私の記憶を手繰ると、石田屋は、工場での労働を終えた者たちが家路の途中、一時の安らぎ、明日への活力を求めて立ち寄るオアシスといった情景だった。歳月を経るうちに現在では変わってしまったが、私が知っている金山の南部は工場が軒を連ね、顔を機械油で汚した労働者があふれていた。モノづくりの街・名古屋を根底から支えている誇りがあった。
金山の街は変貌を遂げたが、石田屋は変わっていなかった。店舗の外観も変わっていない。とんやきのうまさも相変わらずだった。
「まあ飲め。話はそれからだ」のポスターが、「まあ食え」と促している。
味付けは塩、タレ、しょうがの3種類から選べる。私はタレを選択。「焼物」はどれも食感、味わい、うまみが秀逸。一日の労働の疲れが癒え、明日への活力がみなぎる。1本160円で、1回の注文で2本以上頼む必要があるが、ついつい頼み過ぎてしまうのが悩みの種だ。

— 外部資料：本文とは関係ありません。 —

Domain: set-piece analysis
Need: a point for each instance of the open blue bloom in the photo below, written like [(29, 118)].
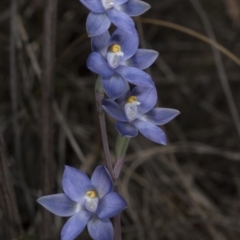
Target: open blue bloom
[(136, 113), (103, 12), (117, 59), (89, 203)]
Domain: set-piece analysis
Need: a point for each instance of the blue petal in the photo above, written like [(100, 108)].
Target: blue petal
[(151, 131), (124, 94), (97, 23), (114, 110), (100, 229), (119, 2), (126, 129), (128, 42), (160, 116), (59, 204), (121, 20), (93, 5), (102, 181), (134, 7), (114, 86), (143, 58), (111, 205), (135, 76), (98, 64), (100, 43), (75, 184), (75, 225), (147, 96)]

「味噌」は、血管の食感が面白い。クニュクニュした噛みごたえとともに、どて味噌のうまみが広がる。
これらに、まずはビールを合わせる。杯が進めば、愛知県津島市が誇る銘酒「長珍」にチェンジ。さわやかな酸味が通り抜けどっしりしたうまみが口に残る。こってりしたとんやきに調和し、絶妙な味わいだ。
名古屋のモノづくりを下支えし、働く者たちに憩いを提供してきた味が、この石田屋には残る。